How does information spread? How do you encourage its spread?
These are fundamental business questions. If you introduce a new product or service, how will customer word-of-mouth travel? And they are questions of equal importance for policymakers and nongovernmental organizations. How do you get entrepreneurs in small villages of developing countries involved with microfinance? Or how do you best spread HIV awareness among homeless youth?
Convention and intuition point to one solution: Find people who hold the most influence, typically those who sit at the center of a social network — the hub in a wheel — and “seed” them with the new information. From there, the idea will efficiently reach new ears through word-of-mouth.
Unfortunately, finding these hubs can be a lengthy and expensive process. Picking the five best seeds in a 200-person network requires checking 2.5 billion variations. Consider, then, a network of 1,000 people, or 1 million people.
Does a simpler approach to spreading information exist?

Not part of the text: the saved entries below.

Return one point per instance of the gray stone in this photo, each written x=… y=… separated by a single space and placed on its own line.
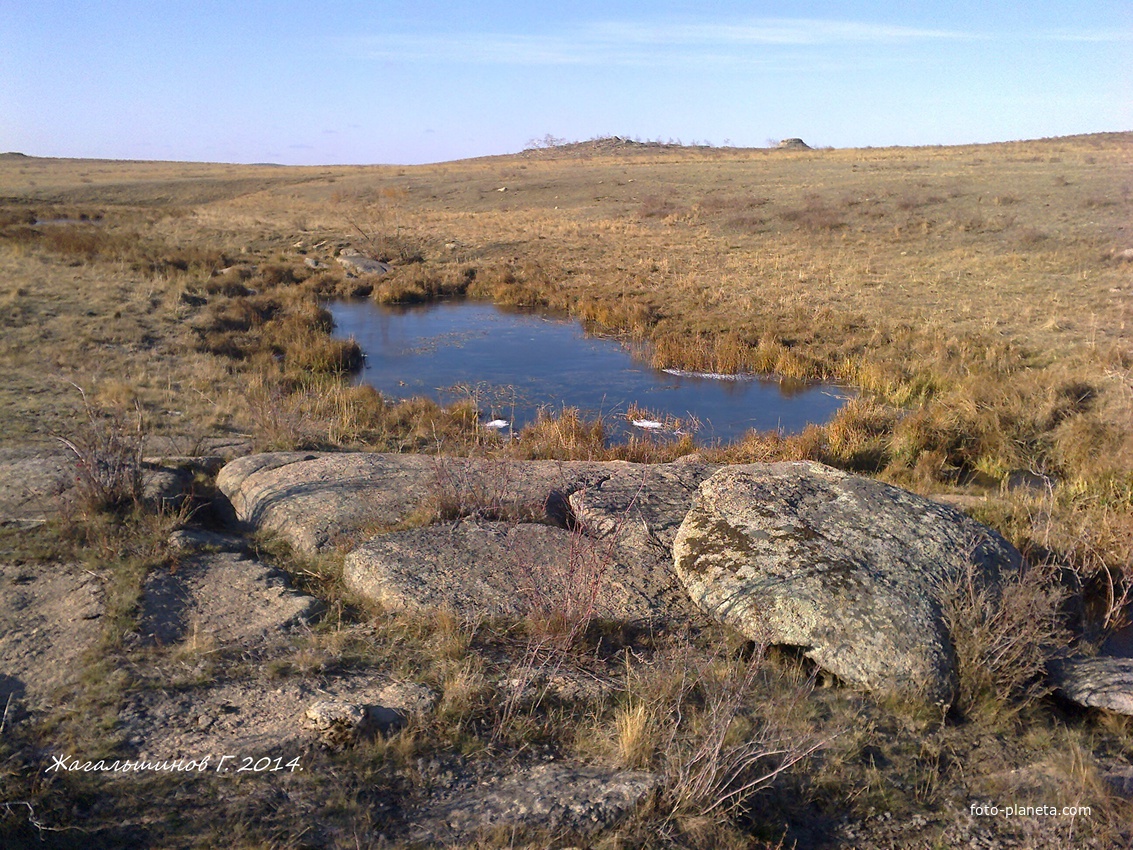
x=553 y=798
x=33 y=483
x=850 y=569
x=221 y=597
x=514 y=569
x=1099 y=682
x=321 y=501
x=165 y=489
x=357 y=264
x=335 y=722
x=1121 y=782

While tackling this question, a team of Stanford researchers found a remarkable result: Simply seeding a few more people at random avoids the challenge of mapping a network’s contours and can spread information in a way that is essentially indistinguishable from cases involving careful analysis; seeding seven people randomly may result in roughly the same reach as seeding five people optimally. (The results are available in their online working paper, “Just a Few Seeds More: Value of Network Information for Diffusion.”)
“Network information can be super expensive to collect, and finding precisely the right people to help something go viral is unpredictable,” says Mohammad Akbarpour, an assistant professor of economics at Stanford Graduate School of Business and one of the paper’s authors. “You might be better just ignoring the network altogether and seeding a few more people.”

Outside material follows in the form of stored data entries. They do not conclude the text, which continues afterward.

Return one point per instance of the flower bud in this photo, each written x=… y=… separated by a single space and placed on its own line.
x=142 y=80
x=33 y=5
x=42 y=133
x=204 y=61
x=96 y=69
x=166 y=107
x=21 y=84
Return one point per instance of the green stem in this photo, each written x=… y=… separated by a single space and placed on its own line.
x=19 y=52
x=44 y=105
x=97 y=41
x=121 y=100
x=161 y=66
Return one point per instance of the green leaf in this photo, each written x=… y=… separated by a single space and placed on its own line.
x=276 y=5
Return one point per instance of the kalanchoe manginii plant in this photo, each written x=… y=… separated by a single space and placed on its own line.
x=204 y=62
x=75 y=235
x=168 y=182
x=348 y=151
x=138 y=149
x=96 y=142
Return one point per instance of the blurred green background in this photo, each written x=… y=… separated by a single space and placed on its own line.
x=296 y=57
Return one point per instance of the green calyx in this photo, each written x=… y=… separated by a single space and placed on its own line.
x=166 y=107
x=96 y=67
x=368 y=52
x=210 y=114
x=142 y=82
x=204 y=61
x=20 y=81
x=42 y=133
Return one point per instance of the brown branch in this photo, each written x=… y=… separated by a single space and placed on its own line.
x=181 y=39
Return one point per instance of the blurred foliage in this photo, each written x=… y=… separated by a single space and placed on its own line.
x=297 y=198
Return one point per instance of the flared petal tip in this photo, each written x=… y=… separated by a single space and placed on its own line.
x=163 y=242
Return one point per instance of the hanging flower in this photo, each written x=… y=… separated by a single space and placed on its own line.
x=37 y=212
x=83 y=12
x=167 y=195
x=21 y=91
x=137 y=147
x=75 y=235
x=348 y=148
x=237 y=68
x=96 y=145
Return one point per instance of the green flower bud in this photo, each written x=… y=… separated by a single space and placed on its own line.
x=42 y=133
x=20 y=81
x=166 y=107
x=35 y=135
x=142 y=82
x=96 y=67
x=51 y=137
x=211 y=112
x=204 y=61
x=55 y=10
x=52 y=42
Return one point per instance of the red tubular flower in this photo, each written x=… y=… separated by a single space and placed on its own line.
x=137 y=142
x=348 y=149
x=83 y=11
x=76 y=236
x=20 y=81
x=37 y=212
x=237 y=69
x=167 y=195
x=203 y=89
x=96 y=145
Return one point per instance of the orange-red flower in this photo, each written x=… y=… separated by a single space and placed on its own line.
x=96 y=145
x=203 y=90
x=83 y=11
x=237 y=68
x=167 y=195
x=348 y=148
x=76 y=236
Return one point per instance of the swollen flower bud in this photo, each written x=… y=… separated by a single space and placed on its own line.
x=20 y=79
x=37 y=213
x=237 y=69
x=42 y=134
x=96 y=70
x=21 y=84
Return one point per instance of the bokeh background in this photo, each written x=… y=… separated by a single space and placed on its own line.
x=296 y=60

When they set out on this project, Akbarpour, along with Suraj Malladi, a PhD student in economics at Stanford GSB, and Amin Saberi, an associate professor of management science and engineering at Stanford, knew from random graph theory that random seeding might perform well in getting a piece of information to go viral. Curious about how it compared to targeted seeding, they built a model and ran it alongside three past experiments from development economics that used deliberate seeding methods.
“These earlier studies describe how, from a statistical perspective, central individuals in a network help diffuse information, but they don’t necessarily tell you whether this is economically meaningful,” Akbarpour says.
“They also often assume that you can perfectly observe the social network of who talks to whom about some particular piece of information. But suppose you have some noise in the data, which is always the case.”
When the authors compared the results of their model, which used random seeding, to results that relied on careful network analysis, they found that random seeding with one to three additional seeds performed nearly as well as targeted seeding, both in terms of speed and extent of diffusion. In some cases, their results proved even better.
Deliberate seeding efforts rely on the degree to which somebody sits at the center of a network. They look for the people who are most highly connected and thus best positioned to spread information. But this approach can create redundancy that leads to rapidly diminishing returns.
“The interesting thing is that if you use an algorithm that targets people with the most friends, then you are going to pick people who are likely connected to the core of the network,” Saberi says. “And once you’ve talked to a few of these people, the next one will not be as valuable, since you’ve already saturated the core.”
In the meantime, you’ve ignored a bunch of so-called “small communities” — satellite networks on the periphery that are loosely connected to the main network. “This is not to recommend random seeding as a universal policy,” Saberi says, “but to show that central individuals do not always maximize diffusion.”
The effectiveness of random seeding with a few more seeds depends on the nature of the network. And how information spreads depends on what is being talked about. For instance, how farmers decide whom to speak with about new corn-growing techniques may be totally different from how they decide whom to gossip with.
“Careful seeding may matter for reasons not captured in our models,” Malladi says. “If, for instance, farmers adopt a new technology only after a sufficient number of their friends adopt it, then you are probably better off being strategic with whom you seed.”
Or consider the problem of stanching, rather than encouraging, information flow. For this “vaccination” problem, understanding the structure of the network and its most influential components — who is infected and who is likeliest to spread the infection — is essential for effective intervention.
“If someone attacks a network with a virus or a piece of fake news, random vaccination is unlikely to stop the spread, and vaccinating central individuals — or informing them about the truth in the case of misinformation — is absolutely necessary,” Akbarpour says. “In some sense, this is troubling, because the attacker does not need the network data, but the defender does.”
Finally, if the process of seeding is expensive — for example, seeding requires extensive training in how to use a new technology with the hope that the trainees subsequently teach their friends — then it makes sense to find the most influential people within a social network.
“In the end, the main tradeoff that companies or policymakers face is in costs — whether it is more expensive to seed a few more random people or to collect and analyze the network data,” Akbarpour says. But when uncovering the structure of a network is expensive, as it very often is, “then you may as well just forget network theory and pick more people based on common wisdom — go talk to the village shopkeeper, the teacher, or a random person in the street.”